Fears over new leak at Chernobyl spark plea for radiation shield

 

Fears that the destroyed nuclear reactor at Chernobyl could collapse and again leak deadly radiation have prompted European agencies to seek hundreds of millions of pounds to fund the construction of a vast steel building to encase the site.

As the 25th anniversary of the worst nuclear accident in history approaches, there is a funding shortfall of €740m (£631m) for projects to build a "shelter" over the destroyed reactor and to safely store nuclear fuel from the other nuclear reactors at the site.

The new shelter for the destroyed reactor is being funded by the European Union and the European Bank for Reconstruction and Development in co-operation with the Ukrainian government, but European officials say they urgently need countries to pledge money for the project, which is under way but underfunded. They hope that a conference in April, ahead of the anniversary of the disaster, will see governments donate the missing funds.

Jean-Paul Joulia, the head of the EU's Nuclear Safety Unit, said during a visit to the site last week that the EU had contributed about €500m to various projects at Chernobyl, more than half of that for the new shelter. The alliance is now hoping that individual European governments, and Russia, will stump up more cash for the project.
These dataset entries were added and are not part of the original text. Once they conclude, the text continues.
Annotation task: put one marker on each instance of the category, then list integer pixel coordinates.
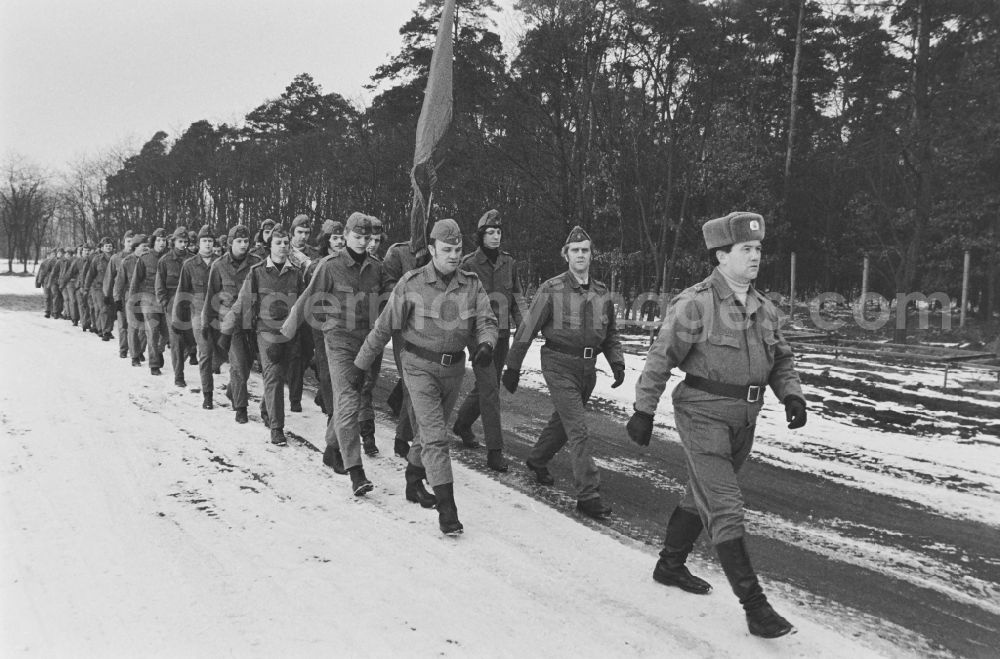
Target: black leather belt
(576, 351)
(443, 358)
(750, 393)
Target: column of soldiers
(337, 305)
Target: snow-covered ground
(136, 524)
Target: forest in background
(855, 128)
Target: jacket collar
(723, 291)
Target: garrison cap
(738, 227)
(238, 231)
(359, 223)
(301, 220)
(447, 231)
(490, 218)
(333, 228)
(576, 235)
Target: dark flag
(435, 117)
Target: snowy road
(136, 524)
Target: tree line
(855, 128)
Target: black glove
(510, 379)
(640, 427)
(484, 355)
(275, 351)
(356, 377)
(619, 370)
(795, 412)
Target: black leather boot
(496, 461)
(359, 482)
(333, 459)
(415, 490)
(367, 430)
(447, 510)
(395, 399)
(683, 529)
(762, 620)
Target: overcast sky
(78, 77)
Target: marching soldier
(110, 275)
(724, 335)
(82, 299)
(498, 272)
(225, 280)
(438, 310)
(269, 291)
(52, 283)
(142, 290)
(193, 246)
(576, 315)
(400, 259)
(127, 304)
(67, 283)
(366, 415)
(262, 245)
(301, 254)
(94, 284)
(41, 275)
(168, 274)
(343, 299)
(331, 243)
(192, 284)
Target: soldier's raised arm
(682, 327)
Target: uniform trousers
(156, 335)
(136, 329)
(297, 366)
(367, 411)
(122, 329)
(322, 371)
(178, 353)
(342, 426)
(57, 302)
(240, 361)
(717, 436)
(433, 391)
(206, 350)
(570, 380)
(69, 302)
(83, 304)
(406, 422)
(485, 397)
(275, 374)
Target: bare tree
(26, 207)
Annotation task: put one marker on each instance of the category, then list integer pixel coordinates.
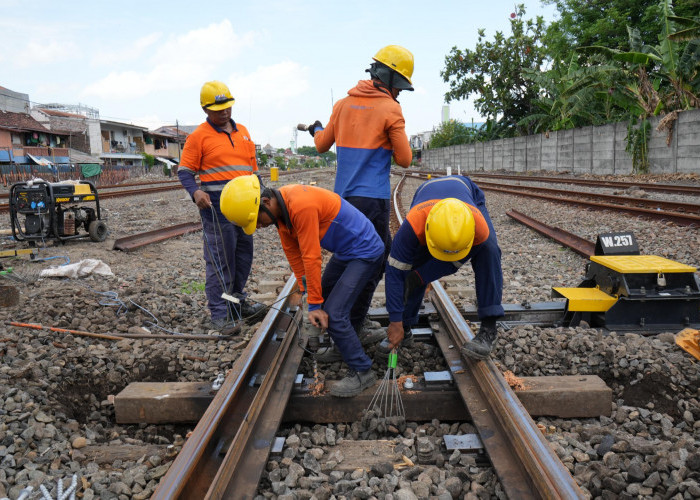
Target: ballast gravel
(56, 388)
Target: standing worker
(220, 150)
(447, 225)
(309, 218)
(368, 129)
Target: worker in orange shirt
(310, 218)
(368, 129)
(217, 151)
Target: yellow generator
(626, 291)
(41, 211)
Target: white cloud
(271, 84)
(46, 51)
(172, 63)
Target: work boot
(382, 351)
(370, 332)
(224, 326)
(328, 355)
(479, 348)
(251, 313)
(353, 384)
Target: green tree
(280, 162)
(494, 72)
(451, 133)
(328, 156)
(584, 23)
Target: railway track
(685, 214)
(127, 189)
(227, 451)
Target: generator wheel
(97, 230)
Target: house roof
(122, 124)
(20, 121)
(80, 157)
(62, 114)
(173, 131)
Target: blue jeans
(377, 211)
(342, 282)
(228, 253)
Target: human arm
(399, 141)
(324, 138)
(404, 249)
(306, 226)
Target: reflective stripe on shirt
(402, 266)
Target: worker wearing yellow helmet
(368, 129)
(217, 151)
(311, 219)
(448, 224)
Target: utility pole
(177, 128)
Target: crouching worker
(307, 219)
(447, 225)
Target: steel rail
(681, 219)
(579, 245)
(211, 457)
(138, 240)
(660, 188)
(676, 217)
(523, 460)
(691, 208)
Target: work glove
(410, 284)
(312, 128)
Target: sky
(285, 62)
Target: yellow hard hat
(215, 96)
(240, 201)
(397, 58)
(449, 230)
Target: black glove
(411, 283)
(312, 128)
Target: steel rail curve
(682, 219)
(523, 460)
(227, 451)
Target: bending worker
(368, 129)
(309, 218)
(218, 151)
(447, 225)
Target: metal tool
(386, 405)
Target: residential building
(122, 144)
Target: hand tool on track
(386, 405)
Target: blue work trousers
(228, 253)
(377, 211)
(342, 283)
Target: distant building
(122, 143)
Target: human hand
(312, 127)
(394, 333)
(201, 199)
(318, 318)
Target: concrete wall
(587, 150)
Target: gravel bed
(55, 388)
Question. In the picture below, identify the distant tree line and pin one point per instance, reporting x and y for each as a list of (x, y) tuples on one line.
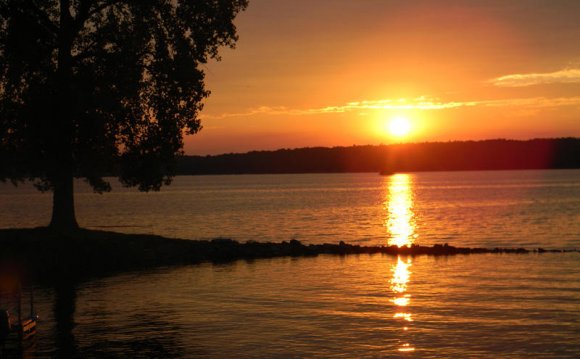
[(497, 154)]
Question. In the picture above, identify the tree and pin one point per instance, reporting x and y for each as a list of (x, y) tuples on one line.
[(95, 87)]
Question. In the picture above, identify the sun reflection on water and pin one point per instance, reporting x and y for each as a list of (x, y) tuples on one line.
[(401, 226), (401, 299), (399, 204)]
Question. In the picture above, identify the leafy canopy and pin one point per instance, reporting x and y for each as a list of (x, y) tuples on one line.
[(118, 81)]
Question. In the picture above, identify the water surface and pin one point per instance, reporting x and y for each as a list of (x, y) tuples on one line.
[(493, 208)]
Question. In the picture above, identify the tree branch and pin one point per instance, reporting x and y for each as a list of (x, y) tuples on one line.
[(40, 15)]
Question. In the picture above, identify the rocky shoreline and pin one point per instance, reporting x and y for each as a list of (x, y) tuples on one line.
[(45, 256)]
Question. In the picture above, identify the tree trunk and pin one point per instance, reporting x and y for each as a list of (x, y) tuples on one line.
[(63, 206)]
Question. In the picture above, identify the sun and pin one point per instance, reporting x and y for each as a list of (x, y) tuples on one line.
[(399, 126)]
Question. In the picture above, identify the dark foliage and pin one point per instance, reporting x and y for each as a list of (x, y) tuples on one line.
[(435, 156), (89, 87)]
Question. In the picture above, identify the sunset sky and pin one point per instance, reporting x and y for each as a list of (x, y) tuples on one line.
[(336, 72)]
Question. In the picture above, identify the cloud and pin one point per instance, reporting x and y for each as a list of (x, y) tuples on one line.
[(522, 80), (419, 103)]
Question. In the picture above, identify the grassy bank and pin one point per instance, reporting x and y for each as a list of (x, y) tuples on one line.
[(45, 256)]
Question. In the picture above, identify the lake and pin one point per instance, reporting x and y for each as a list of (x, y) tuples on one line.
[(492, 208), (515, 305)]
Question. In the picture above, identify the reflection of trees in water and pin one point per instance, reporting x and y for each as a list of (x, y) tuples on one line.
[(142, 335), (152, 338), (64, 311)]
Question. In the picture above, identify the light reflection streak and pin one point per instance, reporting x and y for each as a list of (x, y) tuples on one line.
[(401, 227), (401, 219)]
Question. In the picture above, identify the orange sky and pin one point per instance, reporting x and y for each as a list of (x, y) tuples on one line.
[(332, 72)]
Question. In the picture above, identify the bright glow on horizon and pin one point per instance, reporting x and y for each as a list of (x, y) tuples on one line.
[(399, 126)]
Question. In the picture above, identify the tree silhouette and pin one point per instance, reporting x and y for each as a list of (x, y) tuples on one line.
[(94, 87)]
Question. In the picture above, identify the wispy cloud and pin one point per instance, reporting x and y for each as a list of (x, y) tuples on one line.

The explosion at Chernobyl's Reactor Number Four occurred on 26 April 1986. About 30 people were killed instantly, and it is estimated that another 4,000 died prematurely in the aftermath, while many more still suffer health effects from the radiation. In the months after the accident, a "sarcophagus" of concrete was hastily erected over the destroyed shell of the reactor, with many of the workers involved being subjected to life-threatening doses of radiation to get the work done.

In recent years, the structure has become extremely unstable, with experts warning that if it collapses, a catastrophic amount of radiation could be released into the atmosphere. Stopgap stabilising work on one of the walls of the sarcophagus has reduced the chances of collapse and extended its life by around 15 years, but this might not be enough to prevent a disaster.

"Even after the stabilisation activity, there's still potential for the partial or complete collapse of the object shelter," said Laurin Dodd, the head of the Shelter Implementation Plan at Chernobyl. "It's only once we get the new structure in place that we can say it's safe."

The new shelter will be the largest moveable structure ever built, and one of the world's biggest buildings, at over 108 metres high, 257 metres long and 164 metres wide. Work on the shelter has already begun in an area adjacent to the reactor; when it is finished, it will be slid into place, completely encasing the old reactor.

Even today, there is a 20-mile "exclusion zone" around the Chernobyl power plant where inhabitation is prohibited. The other reactors at Chernobyl remained in use until 2000.

Mr Dodd said that once the shelter was in place, work would begin using cranes and other automated technology to dismantle the old reactor inside. He said human intervention would be kept to a "strict minimum" but admitted that some people would nevertheless be subjected to dangerous doses of radiation. The new shelter is designed to be safe for 100 years.